On the other hand, the “latency” can be defined as the latency from when a request is sent until the first output token is generated (the TTFT metric), the latency between two generated tokens after the first one has been generated (the TPOT metric), or the end-to-end latency from when a request is sent to when the final token is generated (the E2EL metric). The TTFT affects the E2EL more when the input (prompt) sequence lengths are much longer than the output (generated) sequence lengths, while the TPOT affects the E2EL more in the opposite cases.

To achieve higher throughput, tokens from multiple requests must be batched and processed together, but that increases the latencies. Therefore, a balance must be made between throughput and latencies depending on the deployment requirements.

The two main tunable configs for Nemotron Nano 3 are the --tensor-parallel-size (TP) and --max-num-seqs (BS).
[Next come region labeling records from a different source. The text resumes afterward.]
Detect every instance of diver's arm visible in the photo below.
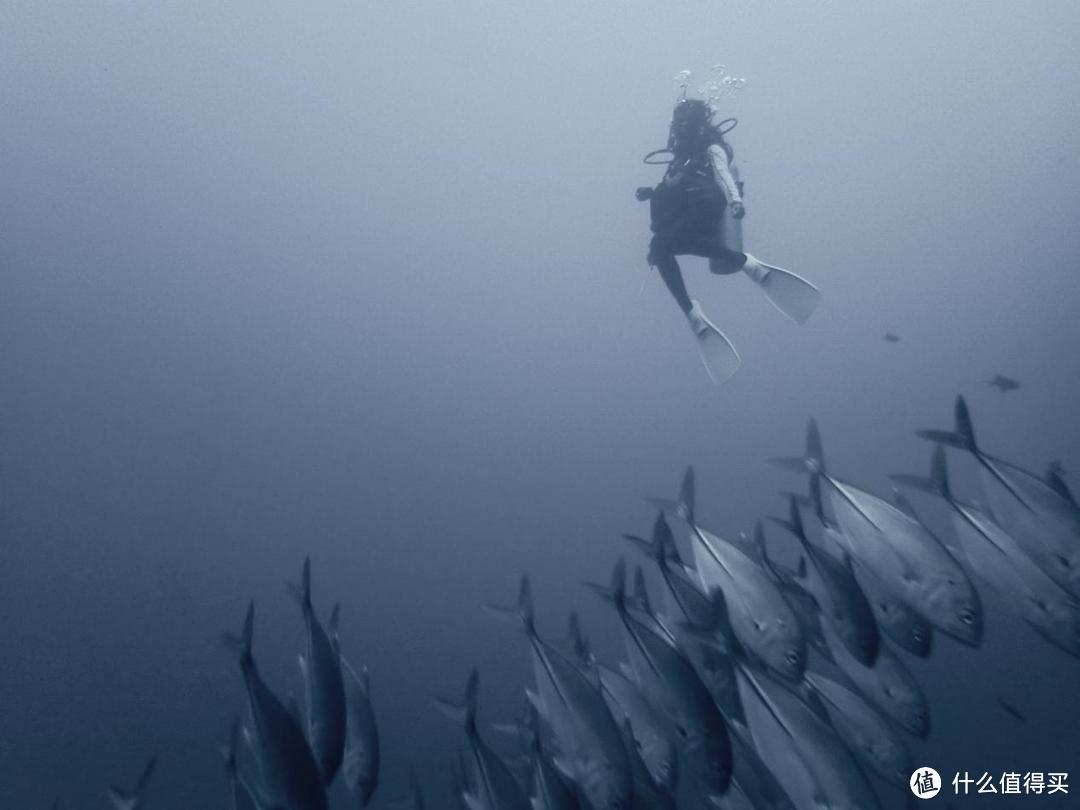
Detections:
[708,144,742,207]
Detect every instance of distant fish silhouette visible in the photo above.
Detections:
[998,698,1027,723]
[985,374,1020,393]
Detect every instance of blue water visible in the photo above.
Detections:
[0,0,1080,808]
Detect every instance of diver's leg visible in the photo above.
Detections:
[649,254,693,315]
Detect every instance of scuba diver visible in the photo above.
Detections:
[636,97,821,382]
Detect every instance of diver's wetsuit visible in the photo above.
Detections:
[649,144,746,312]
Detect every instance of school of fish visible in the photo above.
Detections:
[82,397,1080,810]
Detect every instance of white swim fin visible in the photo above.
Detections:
[742,253,821,324]
[686,301,742,386]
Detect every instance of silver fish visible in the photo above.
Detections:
[293,558,346,784]
[596,665,678,791]
[778,498,879,666]
[690,525,807,681]
[737,665,879,810]
[611,561,731,797]
[435,670,530,810]
[227,603,327,810]
[341,658,379,807]
[782,420,983,646]
[492,577,633,810]
[918,396,1080,598]
[109,756,158,810]
[806,672,915,787]
[822,624,930,738]
[894,445,1080,658]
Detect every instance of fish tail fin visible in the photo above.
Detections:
[806,419,825,475]
[634,566,652,616]
[300,557,311,608]
[484,573,536,636]
[889,444,953,501]
[221,599,255,666]
[583,557,626,612]
[109,754,158,810]
[955,396,978,453]
[810,475,833,528]
[676,465,694,523]
[567,610,592,663]
[517,575,536,636]
[652,516,678,568]
[464,666,480,734]
[326,602,341,638]
[435,666,480,737]
[915,395,978,455]
[609,558,626,613]
[769,419,825,475]
[769,495,806,542]
[221,717,240,777]
[930,437,954,501]
[622,533,663,557]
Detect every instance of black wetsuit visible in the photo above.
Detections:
[649,145,746,312]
How they affect the throughput and latencies can be summarized as the following:

At the same BS, higher TP typically results in lower latencies but also lower throughput.
At the same TP size, higher BS typically results in higher throughput but worse latencies, but the maximum BS is limited by the amount of available GPU memory for the kv-cache after the weights are loaded.
Therefore, increasing TP (which would lower the throughput at the same BS) may allow higher BS to run (which would increase the throughput), and the net throughput gain/loss depends on models and configurations.

Note that the statements above assume that the concurrency setting on the client side, like the --max-concurrency flag in the performance benchmarking command, matches the --max-num-seqs (BS) setting on the server side.